I asked WC to go back and help out. I was informed "I am not a teacher."
Okay, so the kid will teach his brother how to do everything they aren't supposed to but he draws the line at pajamas. I let WC know that I don't expect him to dress CJ just provide a little guidance.
A few minutes later I hear CJ hopping down the hall. He's bouncing down the hall with both legs stuck in the same leg hole of his underwear. About the time he makes it to the couch, he falls to the floor and flops around like a stranded mermaid. "Pull them off and put them back on correctly and go get your pants." He must have done so quickly cause next thing I know he's headed back down the hall. I didn't look up. When CJ had gone Jay said, "I think he had them on backwards."
"He looks like he's wearing a European man- thong."
Probably ten minutes later he returned- pj pants on and shirtless. I checked in the back of his pants and things were on correctly. Apparently Mr. 'I'm not a teacher' did care enough not to let his brother wear a thong.
Once again, I sent him back for his shirt.
I am now in the process of preparing WC's nightly breathing treatment when CJ comes running up the hall as fast as those little legs could go, holding his pj shirt out in front of him. He hands it to me and quickly motions for me to put it on him.
Not 30 seconds later WC comes down the hall holding his plastic, toy bow and an arrow with a suction cup on the end. He notices CJ is fully dressed and nods approval. I give him a questioning look and he explains,
"I told him that he had ten minutes to get dressed or I was gonna shoot him in the privates." Incentive- 7 year old style.
"You cannot shoot people in the privates," I tell him.
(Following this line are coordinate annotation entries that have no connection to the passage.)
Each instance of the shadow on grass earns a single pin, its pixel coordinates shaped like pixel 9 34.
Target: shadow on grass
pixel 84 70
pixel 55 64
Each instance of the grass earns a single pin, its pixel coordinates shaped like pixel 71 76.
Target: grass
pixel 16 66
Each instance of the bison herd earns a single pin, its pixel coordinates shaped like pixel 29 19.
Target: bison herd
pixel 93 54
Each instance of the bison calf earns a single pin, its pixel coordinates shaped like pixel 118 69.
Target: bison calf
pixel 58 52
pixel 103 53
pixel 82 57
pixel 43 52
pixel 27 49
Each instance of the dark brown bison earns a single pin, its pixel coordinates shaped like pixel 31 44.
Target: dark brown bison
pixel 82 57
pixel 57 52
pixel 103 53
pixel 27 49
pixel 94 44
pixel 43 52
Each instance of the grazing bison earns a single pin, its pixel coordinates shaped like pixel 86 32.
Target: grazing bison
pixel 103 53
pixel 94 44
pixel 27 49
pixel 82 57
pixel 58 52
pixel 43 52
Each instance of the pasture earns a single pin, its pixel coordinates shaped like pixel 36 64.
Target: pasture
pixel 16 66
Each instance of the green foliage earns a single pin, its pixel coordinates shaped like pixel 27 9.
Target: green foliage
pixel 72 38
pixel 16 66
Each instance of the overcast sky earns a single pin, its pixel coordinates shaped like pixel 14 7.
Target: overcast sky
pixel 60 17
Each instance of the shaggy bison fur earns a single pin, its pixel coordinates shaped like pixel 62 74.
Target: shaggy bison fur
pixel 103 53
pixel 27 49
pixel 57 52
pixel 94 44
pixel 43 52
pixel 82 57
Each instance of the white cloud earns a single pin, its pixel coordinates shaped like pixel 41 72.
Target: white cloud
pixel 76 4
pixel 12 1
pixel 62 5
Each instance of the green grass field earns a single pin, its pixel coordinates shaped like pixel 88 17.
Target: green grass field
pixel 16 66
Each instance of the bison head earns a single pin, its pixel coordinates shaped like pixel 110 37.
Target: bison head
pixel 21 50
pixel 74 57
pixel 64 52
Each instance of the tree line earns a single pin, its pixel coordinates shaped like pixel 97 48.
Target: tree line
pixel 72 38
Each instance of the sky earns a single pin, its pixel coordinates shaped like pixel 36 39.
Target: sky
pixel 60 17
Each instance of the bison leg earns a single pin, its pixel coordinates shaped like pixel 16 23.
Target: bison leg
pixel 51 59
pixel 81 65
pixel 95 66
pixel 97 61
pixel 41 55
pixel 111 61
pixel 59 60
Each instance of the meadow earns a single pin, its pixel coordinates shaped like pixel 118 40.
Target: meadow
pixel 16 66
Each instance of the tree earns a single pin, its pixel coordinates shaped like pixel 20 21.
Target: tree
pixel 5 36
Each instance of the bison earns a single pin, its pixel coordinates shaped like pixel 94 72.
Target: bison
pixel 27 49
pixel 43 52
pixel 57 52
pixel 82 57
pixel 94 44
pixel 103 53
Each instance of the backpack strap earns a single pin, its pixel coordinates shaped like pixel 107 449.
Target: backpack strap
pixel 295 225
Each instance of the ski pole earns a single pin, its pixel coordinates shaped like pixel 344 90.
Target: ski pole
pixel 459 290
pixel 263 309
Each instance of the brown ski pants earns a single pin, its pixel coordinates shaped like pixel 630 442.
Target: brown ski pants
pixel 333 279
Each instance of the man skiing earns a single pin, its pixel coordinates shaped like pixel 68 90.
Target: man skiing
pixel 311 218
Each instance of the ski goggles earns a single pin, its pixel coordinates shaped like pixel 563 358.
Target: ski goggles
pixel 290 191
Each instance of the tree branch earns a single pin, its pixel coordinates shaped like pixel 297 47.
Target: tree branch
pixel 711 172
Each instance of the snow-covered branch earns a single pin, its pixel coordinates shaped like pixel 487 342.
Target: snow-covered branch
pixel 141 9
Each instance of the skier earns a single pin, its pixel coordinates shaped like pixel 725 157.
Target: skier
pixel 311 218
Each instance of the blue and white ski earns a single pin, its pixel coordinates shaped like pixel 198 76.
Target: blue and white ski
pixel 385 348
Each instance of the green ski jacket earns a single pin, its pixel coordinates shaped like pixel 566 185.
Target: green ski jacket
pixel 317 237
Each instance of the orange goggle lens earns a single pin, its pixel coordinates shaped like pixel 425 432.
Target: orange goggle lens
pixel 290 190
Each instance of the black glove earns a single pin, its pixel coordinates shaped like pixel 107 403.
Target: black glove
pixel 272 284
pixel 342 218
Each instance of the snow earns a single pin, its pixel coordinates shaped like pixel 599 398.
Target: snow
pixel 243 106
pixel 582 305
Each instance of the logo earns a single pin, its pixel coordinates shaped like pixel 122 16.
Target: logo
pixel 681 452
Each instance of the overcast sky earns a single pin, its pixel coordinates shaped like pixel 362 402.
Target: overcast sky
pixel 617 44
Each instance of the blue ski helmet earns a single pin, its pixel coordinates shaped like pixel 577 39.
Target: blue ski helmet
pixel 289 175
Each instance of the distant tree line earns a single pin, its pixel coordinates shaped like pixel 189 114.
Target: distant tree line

Let's face it, no matter how good your intentions are, that right there will get you into trouble.
"Okay." He sighed. "What about the butt? Can I shoot him in the butt?"
Ahhh, brotherly love.


Michele said...

I'm laughing so hard that I have to bite my hand as to not wake the babies... This is priceless.

And four... I cannot believe he's on the cusp of 4...

Shopgirl said...

Fun story! How creative the kids are. WC sounds like a leader in the making.